If a leader is exhibiting this behavior, failure to take corrective action arguably amounts to ratification of the conduct. This legally places the club or sponsors at risk, and jeopardizes the entire club.

  1. Insist on bright clothes and led lights. Encourage the use of a video device, like a fly or contour recorder. Consider using electronic devices that warn of approaching traffic. Also, request riders wear a "rider ID" medical bracelet with medical and emergency contact information.
  2. As a further safety net, require your club members to carry strong uninsured/under insured motorist (UM/UIM) coverage, and a $2 million umbrella policy with UM/UIM provisions.
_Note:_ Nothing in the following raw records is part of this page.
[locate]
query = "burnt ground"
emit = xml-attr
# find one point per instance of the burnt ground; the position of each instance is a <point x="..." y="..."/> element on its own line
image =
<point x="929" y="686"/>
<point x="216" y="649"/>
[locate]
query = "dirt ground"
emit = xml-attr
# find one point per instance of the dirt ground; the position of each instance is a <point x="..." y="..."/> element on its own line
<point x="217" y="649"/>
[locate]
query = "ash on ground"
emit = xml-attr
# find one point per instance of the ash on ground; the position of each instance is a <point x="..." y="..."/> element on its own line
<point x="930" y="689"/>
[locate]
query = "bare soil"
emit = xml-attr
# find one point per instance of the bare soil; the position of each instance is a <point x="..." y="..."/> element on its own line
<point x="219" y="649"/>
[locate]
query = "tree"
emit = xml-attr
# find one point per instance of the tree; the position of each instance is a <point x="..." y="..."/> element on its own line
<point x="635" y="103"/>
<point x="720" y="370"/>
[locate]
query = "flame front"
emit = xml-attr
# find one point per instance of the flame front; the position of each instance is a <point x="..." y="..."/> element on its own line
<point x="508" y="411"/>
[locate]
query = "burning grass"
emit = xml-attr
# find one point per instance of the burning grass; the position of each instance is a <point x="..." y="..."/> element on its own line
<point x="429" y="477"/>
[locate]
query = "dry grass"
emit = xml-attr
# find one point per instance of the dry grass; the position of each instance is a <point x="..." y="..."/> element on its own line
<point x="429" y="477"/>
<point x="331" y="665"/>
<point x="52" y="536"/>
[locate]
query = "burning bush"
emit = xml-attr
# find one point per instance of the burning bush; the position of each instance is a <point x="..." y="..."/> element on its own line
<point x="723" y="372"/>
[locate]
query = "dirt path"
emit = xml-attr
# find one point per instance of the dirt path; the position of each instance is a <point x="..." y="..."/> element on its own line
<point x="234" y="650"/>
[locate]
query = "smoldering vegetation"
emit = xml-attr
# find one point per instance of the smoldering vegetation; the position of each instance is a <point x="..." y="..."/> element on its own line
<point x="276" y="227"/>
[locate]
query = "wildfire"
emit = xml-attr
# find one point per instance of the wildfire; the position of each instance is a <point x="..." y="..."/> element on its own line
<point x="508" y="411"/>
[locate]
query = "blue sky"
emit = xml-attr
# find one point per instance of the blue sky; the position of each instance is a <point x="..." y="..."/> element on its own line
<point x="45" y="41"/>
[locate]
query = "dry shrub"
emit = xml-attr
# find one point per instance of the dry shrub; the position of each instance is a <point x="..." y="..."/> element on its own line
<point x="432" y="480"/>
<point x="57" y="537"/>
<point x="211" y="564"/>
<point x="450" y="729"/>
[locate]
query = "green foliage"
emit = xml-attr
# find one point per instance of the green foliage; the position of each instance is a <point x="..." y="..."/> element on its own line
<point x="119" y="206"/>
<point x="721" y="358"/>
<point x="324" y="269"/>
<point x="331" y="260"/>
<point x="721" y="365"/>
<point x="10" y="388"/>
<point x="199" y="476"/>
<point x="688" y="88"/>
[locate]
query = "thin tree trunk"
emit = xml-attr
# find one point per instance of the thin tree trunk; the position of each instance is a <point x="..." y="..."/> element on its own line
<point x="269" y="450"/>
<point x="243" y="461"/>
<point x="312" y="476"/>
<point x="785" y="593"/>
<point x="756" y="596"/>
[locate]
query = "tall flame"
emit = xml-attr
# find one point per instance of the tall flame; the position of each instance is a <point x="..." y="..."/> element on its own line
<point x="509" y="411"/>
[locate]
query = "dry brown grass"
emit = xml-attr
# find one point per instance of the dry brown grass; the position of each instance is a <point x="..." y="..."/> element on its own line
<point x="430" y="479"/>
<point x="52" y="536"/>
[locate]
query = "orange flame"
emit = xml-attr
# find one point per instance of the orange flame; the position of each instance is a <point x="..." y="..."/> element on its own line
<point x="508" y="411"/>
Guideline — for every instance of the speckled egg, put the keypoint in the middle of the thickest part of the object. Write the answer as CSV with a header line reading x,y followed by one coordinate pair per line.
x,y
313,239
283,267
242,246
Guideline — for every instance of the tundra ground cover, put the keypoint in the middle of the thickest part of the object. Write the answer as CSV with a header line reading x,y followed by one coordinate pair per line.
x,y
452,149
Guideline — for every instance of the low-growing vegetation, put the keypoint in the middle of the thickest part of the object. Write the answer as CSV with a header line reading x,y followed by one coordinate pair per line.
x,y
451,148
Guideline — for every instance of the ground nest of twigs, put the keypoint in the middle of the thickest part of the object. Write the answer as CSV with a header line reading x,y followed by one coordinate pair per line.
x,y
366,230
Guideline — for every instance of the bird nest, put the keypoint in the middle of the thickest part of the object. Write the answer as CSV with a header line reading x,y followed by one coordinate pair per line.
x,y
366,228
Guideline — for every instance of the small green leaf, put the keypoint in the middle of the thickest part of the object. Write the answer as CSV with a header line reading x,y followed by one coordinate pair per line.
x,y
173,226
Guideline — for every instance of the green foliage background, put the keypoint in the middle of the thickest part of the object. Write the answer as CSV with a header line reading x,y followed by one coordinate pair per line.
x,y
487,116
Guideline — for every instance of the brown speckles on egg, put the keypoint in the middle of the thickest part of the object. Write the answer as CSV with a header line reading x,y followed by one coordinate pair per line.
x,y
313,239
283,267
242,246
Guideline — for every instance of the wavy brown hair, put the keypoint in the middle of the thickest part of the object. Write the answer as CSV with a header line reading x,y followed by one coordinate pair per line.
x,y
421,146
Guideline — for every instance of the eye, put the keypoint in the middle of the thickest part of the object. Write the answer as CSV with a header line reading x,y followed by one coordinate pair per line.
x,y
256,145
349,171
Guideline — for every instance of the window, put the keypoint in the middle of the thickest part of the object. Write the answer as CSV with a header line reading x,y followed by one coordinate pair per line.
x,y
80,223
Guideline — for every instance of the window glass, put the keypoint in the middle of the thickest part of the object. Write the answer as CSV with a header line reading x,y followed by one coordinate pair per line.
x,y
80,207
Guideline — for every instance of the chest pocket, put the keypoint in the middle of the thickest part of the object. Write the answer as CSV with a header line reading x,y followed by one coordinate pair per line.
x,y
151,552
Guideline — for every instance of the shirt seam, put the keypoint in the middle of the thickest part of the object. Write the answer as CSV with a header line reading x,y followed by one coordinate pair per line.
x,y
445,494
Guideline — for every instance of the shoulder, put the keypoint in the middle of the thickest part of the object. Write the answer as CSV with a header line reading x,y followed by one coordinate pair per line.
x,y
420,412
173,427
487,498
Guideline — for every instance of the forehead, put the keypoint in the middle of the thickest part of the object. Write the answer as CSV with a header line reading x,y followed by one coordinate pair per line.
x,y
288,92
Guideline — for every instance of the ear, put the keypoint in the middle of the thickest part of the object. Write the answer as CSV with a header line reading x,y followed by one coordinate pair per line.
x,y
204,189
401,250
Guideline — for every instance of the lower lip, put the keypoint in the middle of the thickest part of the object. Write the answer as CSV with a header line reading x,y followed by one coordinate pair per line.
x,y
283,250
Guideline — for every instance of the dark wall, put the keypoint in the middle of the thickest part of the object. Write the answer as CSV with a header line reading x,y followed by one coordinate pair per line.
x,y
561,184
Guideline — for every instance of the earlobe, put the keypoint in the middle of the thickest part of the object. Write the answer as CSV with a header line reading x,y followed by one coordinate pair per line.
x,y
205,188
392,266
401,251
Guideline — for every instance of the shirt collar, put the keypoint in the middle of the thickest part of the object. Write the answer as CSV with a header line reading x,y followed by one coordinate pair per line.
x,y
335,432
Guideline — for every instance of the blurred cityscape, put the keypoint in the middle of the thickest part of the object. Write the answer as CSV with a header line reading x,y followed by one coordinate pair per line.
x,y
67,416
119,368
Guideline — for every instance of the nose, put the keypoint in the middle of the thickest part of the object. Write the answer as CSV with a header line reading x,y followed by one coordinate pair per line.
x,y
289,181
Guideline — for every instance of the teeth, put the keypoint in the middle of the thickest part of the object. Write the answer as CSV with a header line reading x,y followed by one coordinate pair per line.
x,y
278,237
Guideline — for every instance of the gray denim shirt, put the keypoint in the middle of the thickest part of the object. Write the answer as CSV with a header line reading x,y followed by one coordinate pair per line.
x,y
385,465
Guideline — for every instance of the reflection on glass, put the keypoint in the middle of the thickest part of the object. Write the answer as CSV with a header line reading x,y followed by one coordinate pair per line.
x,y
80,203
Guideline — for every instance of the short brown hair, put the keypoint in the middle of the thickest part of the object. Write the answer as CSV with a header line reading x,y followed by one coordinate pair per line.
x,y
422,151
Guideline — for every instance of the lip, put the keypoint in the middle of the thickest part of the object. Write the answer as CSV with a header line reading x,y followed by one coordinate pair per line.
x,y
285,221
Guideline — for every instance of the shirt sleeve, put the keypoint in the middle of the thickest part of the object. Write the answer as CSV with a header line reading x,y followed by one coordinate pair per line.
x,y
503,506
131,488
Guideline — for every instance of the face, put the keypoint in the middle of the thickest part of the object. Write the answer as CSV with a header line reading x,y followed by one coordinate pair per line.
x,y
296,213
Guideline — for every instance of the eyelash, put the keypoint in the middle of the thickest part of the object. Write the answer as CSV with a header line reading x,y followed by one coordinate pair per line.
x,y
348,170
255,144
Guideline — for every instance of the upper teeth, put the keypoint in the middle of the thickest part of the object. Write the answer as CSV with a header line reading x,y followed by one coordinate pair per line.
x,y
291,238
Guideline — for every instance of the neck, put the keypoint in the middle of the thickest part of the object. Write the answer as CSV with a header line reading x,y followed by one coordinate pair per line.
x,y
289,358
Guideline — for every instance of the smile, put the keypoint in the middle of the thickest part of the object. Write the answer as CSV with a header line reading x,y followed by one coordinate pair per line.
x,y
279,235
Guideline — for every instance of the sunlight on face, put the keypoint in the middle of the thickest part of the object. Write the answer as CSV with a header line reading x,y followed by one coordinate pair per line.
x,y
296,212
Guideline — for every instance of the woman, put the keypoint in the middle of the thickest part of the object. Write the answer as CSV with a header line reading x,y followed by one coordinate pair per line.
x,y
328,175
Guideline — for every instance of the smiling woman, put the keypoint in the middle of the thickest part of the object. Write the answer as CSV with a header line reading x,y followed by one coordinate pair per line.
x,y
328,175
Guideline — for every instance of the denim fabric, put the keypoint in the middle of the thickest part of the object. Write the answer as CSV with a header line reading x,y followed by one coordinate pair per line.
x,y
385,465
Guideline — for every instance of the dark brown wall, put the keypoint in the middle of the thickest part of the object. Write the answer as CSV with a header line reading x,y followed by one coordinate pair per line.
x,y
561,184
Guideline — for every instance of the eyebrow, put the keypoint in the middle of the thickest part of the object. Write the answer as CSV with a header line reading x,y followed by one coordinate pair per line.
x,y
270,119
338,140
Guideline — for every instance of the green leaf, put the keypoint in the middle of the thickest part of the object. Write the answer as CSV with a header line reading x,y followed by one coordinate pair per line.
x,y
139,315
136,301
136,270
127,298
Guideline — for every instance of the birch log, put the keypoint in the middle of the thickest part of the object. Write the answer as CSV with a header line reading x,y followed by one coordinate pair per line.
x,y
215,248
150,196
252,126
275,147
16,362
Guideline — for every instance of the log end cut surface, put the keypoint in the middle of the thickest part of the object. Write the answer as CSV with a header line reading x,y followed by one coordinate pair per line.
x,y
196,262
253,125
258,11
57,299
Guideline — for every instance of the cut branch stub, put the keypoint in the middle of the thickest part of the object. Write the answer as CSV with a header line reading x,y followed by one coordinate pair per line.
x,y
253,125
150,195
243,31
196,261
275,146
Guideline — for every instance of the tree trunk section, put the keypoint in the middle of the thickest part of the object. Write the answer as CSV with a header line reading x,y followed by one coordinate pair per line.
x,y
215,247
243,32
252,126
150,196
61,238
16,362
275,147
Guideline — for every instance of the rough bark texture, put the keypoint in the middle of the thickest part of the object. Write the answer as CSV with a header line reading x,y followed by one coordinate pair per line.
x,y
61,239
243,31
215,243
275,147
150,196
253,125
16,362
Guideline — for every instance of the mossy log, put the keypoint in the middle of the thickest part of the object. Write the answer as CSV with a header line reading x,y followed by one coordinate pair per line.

The member is almost always in the best position to avoid an accident, and therefore should bear the risk of insuring against an unforeseen accident. (My website contains an article on this subject: http://www.911law.com/Legal-Blog/2008/December/Cyclists-Don-8217-t-Skimp-on-Insurance.aspx)
  3. Rules and common dangers should be posted on the club's website and discussed at the annual club meeting. When establishing rules, err on the side of a conservative approach. Include language that warns of both known and unknown dangers language.
  4. Restrict conversations regarding risk management among the organizers and its ride leaders to personal meetings. Lawyers subpoena e-mails. Instruct your members accordingly.
  5. When organizing an event, consider splitting groups according to ability.
  6. Encourage experienced riders to self-police the rides. Seasoned riders can urge the group to ride safely by: maintaining a single file in dangerous areas; preventing riders from blowing stop signs; keeping the ride from turning into a race.
  7. When in doubt about the safety of a particular route, obtain a written opinion of a traffic engineer or a professional race director.
  8. Consider inviting a traffic enforcement police officer to speak at the annual meeting regarding bicycle laws and safety.
  9. Obtain a contact number of local emergency personnel before a ride, and request a stand-by ambulance.
  10. *Last, it is advisable to have an attorney experienced in bicycle litigation and Jury Trials speak to your club to answer membership questions. Both Mr. Duquette and Mr. Griessmeyer are so qualified. They are also graduates of the prestigious Gerry Spence, Esq. Trial Lawyers College in Wyoming.

This article is intended as general guidance regarding risk management in our bicycling community, and is not provided as legal advice. Specific concerns must be addressed after careful consideration by your attorney. You have authority to distribute & post this article without the authors' permission.